Emotion Recognition and Artificial Intelligence: The Core Modules

Artificial Intelligence for Emotion Recognition

“Emotion recognition is the core component of modern Artificial Intelligence. The objective is to capture both the self-emotional traits and the others-emotional traits. ” – Sri Amit Ray, Pioneer of Compassionate Artificial Intelligence.

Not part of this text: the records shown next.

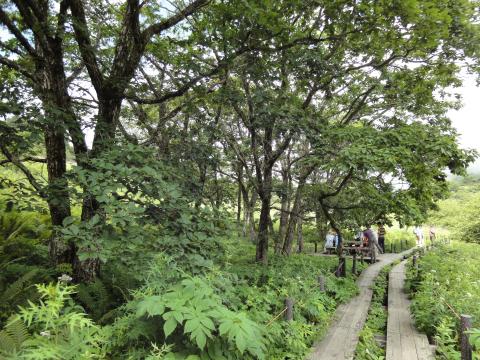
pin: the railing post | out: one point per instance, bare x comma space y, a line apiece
465, 347
321, 283
342, 267
289, 311
354, 263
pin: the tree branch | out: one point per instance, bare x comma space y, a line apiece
157, 28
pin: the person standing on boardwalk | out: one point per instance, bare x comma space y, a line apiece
381, 236
372, 241
419, 234
432, 233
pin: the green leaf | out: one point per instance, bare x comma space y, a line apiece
169, 326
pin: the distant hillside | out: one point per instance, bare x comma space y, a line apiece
460, 213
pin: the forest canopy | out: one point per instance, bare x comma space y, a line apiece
139, 139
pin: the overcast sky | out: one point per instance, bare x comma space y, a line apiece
466, 120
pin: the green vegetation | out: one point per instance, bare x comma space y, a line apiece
446, 286
163, 164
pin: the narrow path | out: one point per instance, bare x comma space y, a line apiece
342, 336
404, 342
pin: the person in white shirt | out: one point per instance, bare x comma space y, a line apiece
330, 240
417, 230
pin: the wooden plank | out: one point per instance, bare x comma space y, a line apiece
341, 339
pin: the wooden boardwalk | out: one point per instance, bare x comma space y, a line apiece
342, 336
404, 342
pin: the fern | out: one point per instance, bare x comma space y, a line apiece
94, 297
12, 336
14, 289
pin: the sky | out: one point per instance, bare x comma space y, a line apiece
467, 119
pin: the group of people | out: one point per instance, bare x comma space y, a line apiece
367, 236
376, 240
432, 233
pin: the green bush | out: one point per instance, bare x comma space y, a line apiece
446, 286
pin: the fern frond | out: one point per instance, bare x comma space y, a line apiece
17, 287
17, 329
13, 335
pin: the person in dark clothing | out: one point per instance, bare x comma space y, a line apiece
381, 236
372, 241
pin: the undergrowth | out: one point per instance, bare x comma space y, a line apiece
368, 347
447, 285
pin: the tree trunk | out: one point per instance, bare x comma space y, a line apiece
300, 234
249, 219
263, 225
284, 209
239, 194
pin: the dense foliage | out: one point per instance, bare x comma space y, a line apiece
446, 286
460, 212
369, 347
151, 152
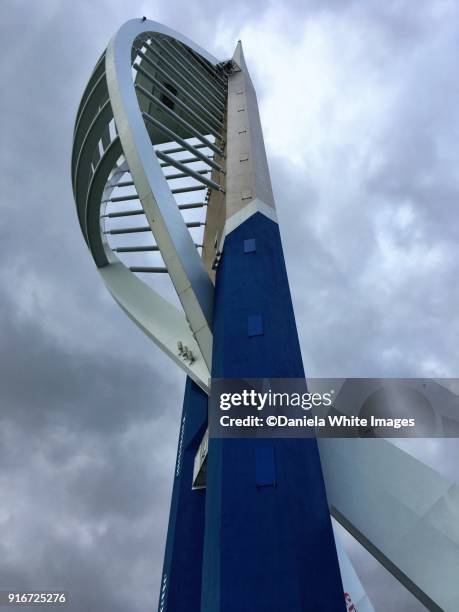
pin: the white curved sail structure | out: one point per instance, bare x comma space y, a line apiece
141, 116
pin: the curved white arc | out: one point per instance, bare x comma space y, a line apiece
185, 267
355, 595
156, 317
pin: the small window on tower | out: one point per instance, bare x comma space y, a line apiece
165, 99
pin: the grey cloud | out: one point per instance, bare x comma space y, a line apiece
89, 409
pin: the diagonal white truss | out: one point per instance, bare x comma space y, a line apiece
406, 514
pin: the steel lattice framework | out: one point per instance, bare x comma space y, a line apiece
158, 137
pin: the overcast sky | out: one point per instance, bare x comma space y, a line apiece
360, 107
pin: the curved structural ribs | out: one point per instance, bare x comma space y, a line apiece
150, 149
155, 103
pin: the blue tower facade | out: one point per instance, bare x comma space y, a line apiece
269, 544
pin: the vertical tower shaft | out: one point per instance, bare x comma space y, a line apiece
268, 544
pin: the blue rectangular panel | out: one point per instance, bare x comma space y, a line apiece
255, 325
265, 467
250, 246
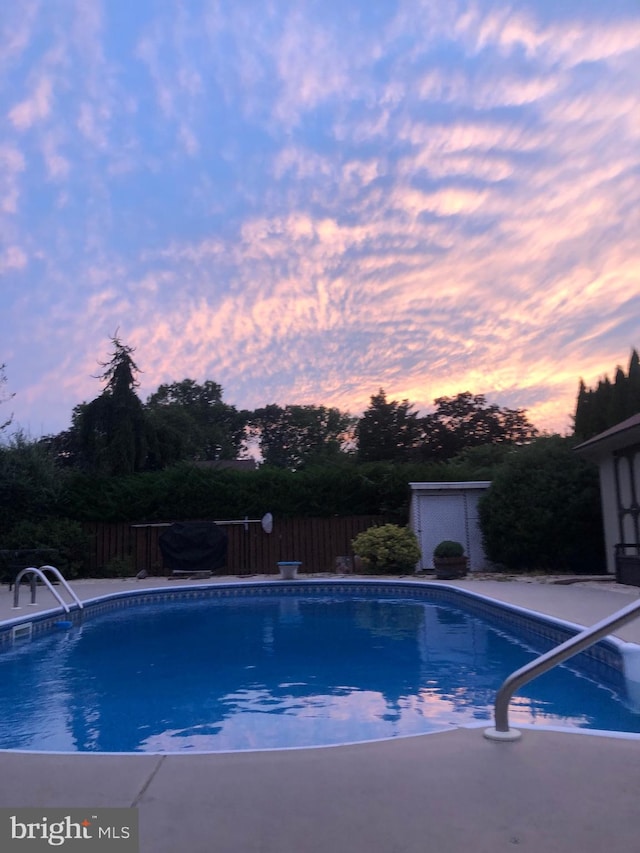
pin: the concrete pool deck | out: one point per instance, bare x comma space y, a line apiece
444, 792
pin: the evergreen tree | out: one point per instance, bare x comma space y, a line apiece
112, 431
609, 403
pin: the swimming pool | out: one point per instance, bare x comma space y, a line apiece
254, 666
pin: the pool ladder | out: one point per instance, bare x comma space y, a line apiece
40, 574
555, 656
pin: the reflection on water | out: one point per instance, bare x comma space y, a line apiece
291, 671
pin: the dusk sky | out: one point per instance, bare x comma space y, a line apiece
307, 201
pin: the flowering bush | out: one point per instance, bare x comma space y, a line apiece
388, 548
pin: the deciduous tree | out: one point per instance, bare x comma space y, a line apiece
388, 431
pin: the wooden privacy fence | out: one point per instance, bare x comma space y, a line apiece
316, 542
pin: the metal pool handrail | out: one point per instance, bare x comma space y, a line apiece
40, 573
547, 661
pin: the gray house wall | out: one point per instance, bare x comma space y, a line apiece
617, 454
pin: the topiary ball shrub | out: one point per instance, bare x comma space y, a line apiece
388, 548
448, 548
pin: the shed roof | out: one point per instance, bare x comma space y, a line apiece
616, 437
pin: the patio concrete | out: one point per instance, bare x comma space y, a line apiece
446, 792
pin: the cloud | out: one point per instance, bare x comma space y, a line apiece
305, 206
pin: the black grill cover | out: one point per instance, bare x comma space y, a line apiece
194, 546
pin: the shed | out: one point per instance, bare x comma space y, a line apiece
616, 451
448, 511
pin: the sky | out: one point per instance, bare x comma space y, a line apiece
307, 200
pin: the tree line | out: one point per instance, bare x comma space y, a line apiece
117, 434
608, 403
125, 460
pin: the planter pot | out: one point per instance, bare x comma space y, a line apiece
289, 569
449, 568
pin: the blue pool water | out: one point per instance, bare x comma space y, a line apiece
280, 671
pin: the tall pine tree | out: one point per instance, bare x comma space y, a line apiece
609, 403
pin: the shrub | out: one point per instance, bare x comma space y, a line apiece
542, 511
388, 548
66, 537
448, 548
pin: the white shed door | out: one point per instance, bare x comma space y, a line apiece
441, 517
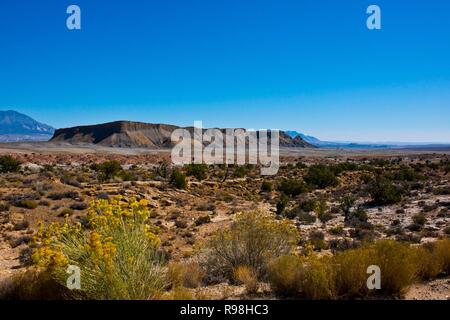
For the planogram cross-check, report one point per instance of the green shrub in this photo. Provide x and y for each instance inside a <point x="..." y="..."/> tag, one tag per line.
<point x="4" y="206"/>
<point x="202" y="220"/>
<point x="252" y="240"/>
<point x="419" y="219"/>
<point x="292" y="187"/>
<point x="321" y="176"/>
<point x="9" y="164"/>
<point x="241" y="171"/>
<point x="198" y="171"/>
<point x="266" y="186"/>
<point x="383" y="192"/>
<point x="27" y="204"/>
<point x="308" y="277"/>
<point x="108" y="169"/>
<point x="281" y="204"/>
<point x="346" y="204"/>
<point x="308" y="205"/>
<point x="178" y="179"/>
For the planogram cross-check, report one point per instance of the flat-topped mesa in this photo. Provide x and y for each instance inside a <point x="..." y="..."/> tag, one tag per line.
<point x="129" y="134"/>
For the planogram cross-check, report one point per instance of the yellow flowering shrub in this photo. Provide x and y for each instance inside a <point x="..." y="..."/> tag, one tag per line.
<point x="116" y="250"/>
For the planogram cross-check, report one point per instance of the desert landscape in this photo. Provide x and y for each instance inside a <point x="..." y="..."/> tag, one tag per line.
<point x="225" y="231"/>
<point x="225" y="159"/>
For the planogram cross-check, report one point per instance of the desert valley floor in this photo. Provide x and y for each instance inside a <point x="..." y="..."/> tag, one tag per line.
<point x="57" y="182"/>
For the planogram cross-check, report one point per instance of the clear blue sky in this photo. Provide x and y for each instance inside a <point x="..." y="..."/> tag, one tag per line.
<point x="307" y="65"/>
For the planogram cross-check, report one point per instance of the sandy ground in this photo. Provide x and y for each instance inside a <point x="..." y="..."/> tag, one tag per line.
<point x="47" y="147"/>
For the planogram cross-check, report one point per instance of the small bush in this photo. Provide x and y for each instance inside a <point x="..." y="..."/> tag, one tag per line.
<point x="27" y="204"/>
<point x="292" y="187"/>
<point x="4" y="206"/>
<point x="32" y="285"/>
<point x="383" y="192"/>
<point x="198" y="171"/>
<point x="202" y="220"/>
<point x="248" y="277"/>
<point x="108" y="169"/>
<point x="118" y="253"/>
<point x="79" y="206"/>
<point x="321" y="176"/>
<point x="419" y="219"/>
<point x="178" y="179"/>
<point x="189" y="275"/>
<point x="253" y="240"/>
<point x="9" y="164"/>
<point x="266" y="186"/>
<point x="309" y="277"/>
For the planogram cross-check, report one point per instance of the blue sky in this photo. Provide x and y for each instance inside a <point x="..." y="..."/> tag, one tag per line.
<point x="306" y="65"/>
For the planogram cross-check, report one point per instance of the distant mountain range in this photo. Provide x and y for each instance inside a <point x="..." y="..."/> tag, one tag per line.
<point x="128" y="134"/>
<point x="15" y="126"/>
<point x="360" y="145"/>
<point x="18" y="127"/>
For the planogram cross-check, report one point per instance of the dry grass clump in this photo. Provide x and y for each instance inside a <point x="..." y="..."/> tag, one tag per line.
<point x="189" y="275"/>
<point x="434" y="259"/>
<point x="32" y="285"/>
<point x="344" y="275"/>
<point x="307" y="277"/>
<point x="252" y="240"/>
<point x="248" y="277"/>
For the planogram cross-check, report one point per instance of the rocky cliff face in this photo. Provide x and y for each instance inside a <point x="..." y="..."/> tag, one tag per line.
<point x="15" y="126"/>
<point x="127" y="134"/>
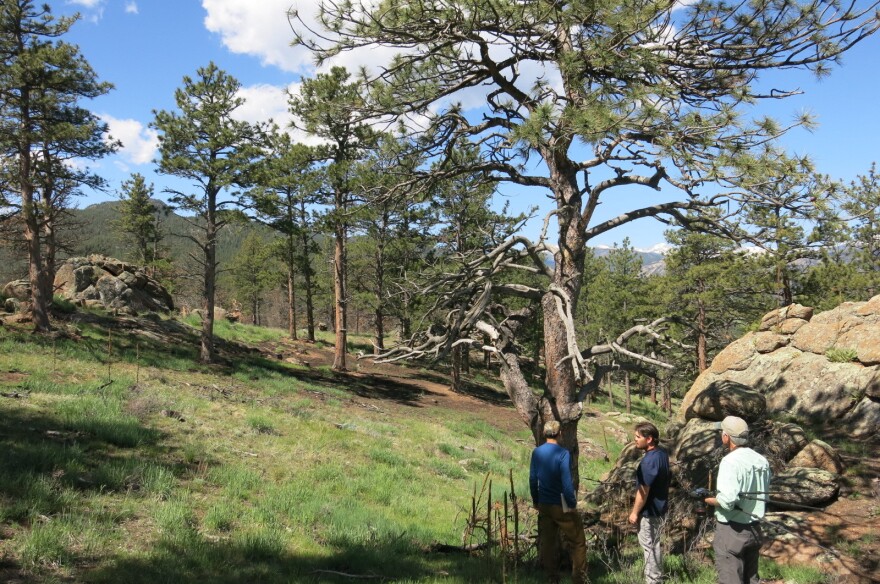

Emotion Recognition and Artificial Intelligence - The Core Modules

Emotion recognition within the Ray compassionate machine learning system includes many domains of social functioning for the AI-based social robots. They are vital for modelling the core modules of our machine learning based deep emotion recognition algorithms. The primary functions of these modules are:

  1. maintaining integrity in occupation
  2. positively participating in the community
  3. social competence and
  4. maintaining good peer relationships
  5. core domain performance and competence.

For emotional recognition, there is growing interest in our compassionate artificial intelligence lab about using different intrinsic functional connectivity between the machine learning modules. The objective is to capture both the self-emotional traits and the others-emotional traits.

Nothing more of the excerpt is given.